Here, our goal is to analyze the distribution and evolutionary behaviour of cis-NATs of protein-coding genes in A. thaliana, to gain insights into their functional mechanisms and the significance thereof. What are the specific evolutionary trends (both in terms of sequence conservation and expression conservation) for these sequences Brassicaceae genomes? Do the parts of cis-NATs that do not overlap genes function in interference with transcription factor binding sites, or do they make small interfering RNAs? We find that significant conservation of cis-NAT sequence is correlated with conservation of expression in A. lyrata, and is linked to enrichments/depletions of other features (CHIP-seq peaks, small interfering RNAs, RNA structures, etc.). We discuss the functional significance of these observations. In terms of distribution, we observe a wide diversity of topologies for cis-NATs relative to neighbour protein-coding genes, both for cases with and without conserved regions in the non-overlapping parts (‘NOLPs’). However, cis-NAT data from different sources have differing prevalent topologies with respect to overlapping protein-coding genes, but, about half of the smaller set of curated cis-NAT annotations derived from conventional cDNA sequencing are validated by the other available data sets.

Methods

Data sets of transcribed sequences

Two-hundred and twenty-two cis-NATs were extracted from TAIR10 genome annotations [18]. These have full-length transcript evidence and lack ORFs. Conservation of transcription at cis-NAT loci in Arabidopsis lyrata was determined by genomic mapping of full-length transcripts against the A. lyrata genome, using BLAT [19]. The Okamoto2010 and Matsui2008 tiling-array-derived data sets are as described in refs. [12] and [13]. The RNASeq and RepTAS data sets derived in ref. [11] were also analyzed. They are the ‘Reproducibility-based Tiling-array Analysis Strategy’ and RNASeq data sets derived as described therein. These data were downloaded from the website http://chualab.rockefeller.edu/cgi-bin/gb2/gbrowse/arabidopsis/ [11].

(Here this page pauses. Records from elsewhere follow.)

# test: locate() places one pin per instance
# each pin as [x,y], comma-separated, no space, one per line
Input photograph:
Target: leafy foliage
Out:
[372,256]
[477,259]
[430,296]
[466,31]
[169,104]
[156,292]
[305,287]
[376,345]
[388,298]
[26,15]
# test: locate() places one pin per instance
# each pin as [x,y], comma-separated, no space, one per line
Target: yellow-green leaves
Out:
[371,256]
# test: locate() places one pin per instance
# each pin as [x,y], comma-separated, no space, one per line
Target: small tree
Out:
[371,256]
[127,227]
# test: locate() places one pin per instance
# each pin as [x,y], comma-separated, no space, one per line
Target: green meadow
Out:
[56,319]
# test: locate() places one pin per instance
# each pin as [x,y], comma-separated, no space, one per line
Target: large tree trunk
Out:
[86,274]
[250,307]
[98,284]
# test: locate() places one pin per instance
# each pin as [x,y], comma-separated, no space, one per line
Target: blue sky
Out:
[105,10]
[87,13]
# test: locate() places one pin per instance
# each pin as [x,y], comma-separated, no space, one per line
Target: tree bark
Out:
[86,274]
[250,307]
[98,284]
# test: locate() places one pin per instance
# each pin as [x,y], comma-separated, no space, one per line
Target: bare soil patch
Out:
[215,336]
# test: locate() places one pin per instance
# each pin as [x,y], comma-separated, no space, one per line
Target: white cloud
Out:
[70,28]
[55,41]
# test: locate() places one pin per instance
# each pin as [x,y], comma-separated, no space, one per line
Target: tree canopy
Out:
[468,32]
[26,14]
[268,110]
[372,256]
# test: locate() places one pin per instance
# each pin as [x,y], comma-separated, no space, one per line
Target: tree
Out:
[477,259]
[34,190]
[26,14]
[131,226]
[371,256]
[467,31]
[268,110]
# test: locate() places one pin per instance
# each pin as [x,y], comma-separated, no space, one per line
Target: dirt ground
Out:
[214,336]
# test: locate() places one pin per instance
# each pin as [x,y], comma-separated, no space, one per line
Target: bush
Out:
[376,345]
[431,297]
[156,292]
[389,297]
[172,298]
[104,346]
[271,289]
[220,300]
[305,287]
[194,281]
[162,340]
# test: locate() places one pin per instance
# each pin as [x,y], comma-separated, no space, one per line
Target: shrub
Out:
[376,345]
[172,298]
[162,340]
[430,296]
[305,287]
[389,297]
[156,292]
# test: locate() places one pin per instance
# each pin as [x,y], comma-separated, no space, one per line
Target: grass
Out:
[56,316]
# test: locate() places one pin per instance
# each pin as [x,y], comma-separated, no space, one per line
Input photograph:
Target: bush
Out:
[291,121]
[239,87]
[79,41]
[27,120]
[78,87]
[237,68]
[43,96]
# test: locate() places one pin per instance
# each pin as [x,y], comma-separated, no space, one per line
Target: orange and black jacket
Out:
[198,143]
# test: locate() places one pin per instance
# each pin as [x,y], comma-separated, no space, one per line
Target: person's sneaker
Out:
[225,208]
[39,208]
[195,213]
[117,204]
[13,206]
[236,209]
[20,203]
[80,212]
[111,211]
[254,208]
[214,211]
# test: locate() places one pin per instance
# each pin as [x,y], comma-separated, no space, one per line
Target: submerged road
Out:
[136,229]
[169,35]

Using Seqmap [20], A. thaliana small interfering RNA (siRNA) data were mapped against transcripts of protein-coding genes, then secondly also against the transcripts of TAIR cis-NATs, or (as appropriate) against genomic regions corresponding to the transcribed sequences of the other four cis-NAT data sets. We analyzed siRNAs that map uniquely in a forward direction on these NATs, and also, to label trans-acting cases, we assessed whether they map in reverse direction on the other transcribed regions.

Genome alignments

To represent the diversity of the Brassicaceae, the genomes of 8 different species (Arabidopsis lyrata, Capsella rubella, Schrenkiella parvula, Leavenworthia alabamica, Sisymbirum irio, Brassica rapa, Aetheinema arabicum, and Eutrema salsugineum) were aligned against the TAIR9/10 A. thaliana genome assembly [21]. The relevant evolutionary tree is shown schematically in Additional file 1: Figure S1. The alignments were constructed as described in Haudry, et al. [21].

Sequence conservation

The portions of cis-NATs that do not overlap protein-coding genes (termed ‘NOLPs’) were analyzed for significant conservation. Some cis-NATs (60 in total) are fully overlapped by a complementary gene (Figure 1, type 3) and were thus excluded from this. Sequence conservation was analyzed with phyloFit [22] and phyloP [23]. For PhyloFit, we used the neutral model (‘neutral.mod’) made by Haudry et al. [21], using the phylogenetic topology of nine Brassicaceae species [24,25] (Additional file 1: Figure S1), and the general reversible model of substitution that constrains substitution rates to maintain base frequencies over time. The phyloP program, using the original alignments and the neutral model from phyloFit, calculated conservation or acceleration P-values for the likelihood ratio test (LRT). Here, the likelihoods of observing the sequence under a neutral and non-neutral model are compared. A scale is calculated which is a coefficient that multiplies the neutral tree branches to get the non-neutral tree that produces the maximum likelihood. A scale =1 indicates neutrality because both trees overlap; a scale <1 or >1 indicates conservation or accelerated evolution, respectively. The variable D for the LRT is defined as:

$$ D=\hbox{--} 2 ln\left[ likelihood\ for\ null\ model/ likelihood\ for\ alternative\ model\right]. $$
Figure 1
figure1

The different types of cis-NAT topology. There are five distinct topologies of cis-NATs and their anti-sense genes. They are depicted here schematically. Type 1 has divergent directions of transcription, whereas Type 2 has convergent directions.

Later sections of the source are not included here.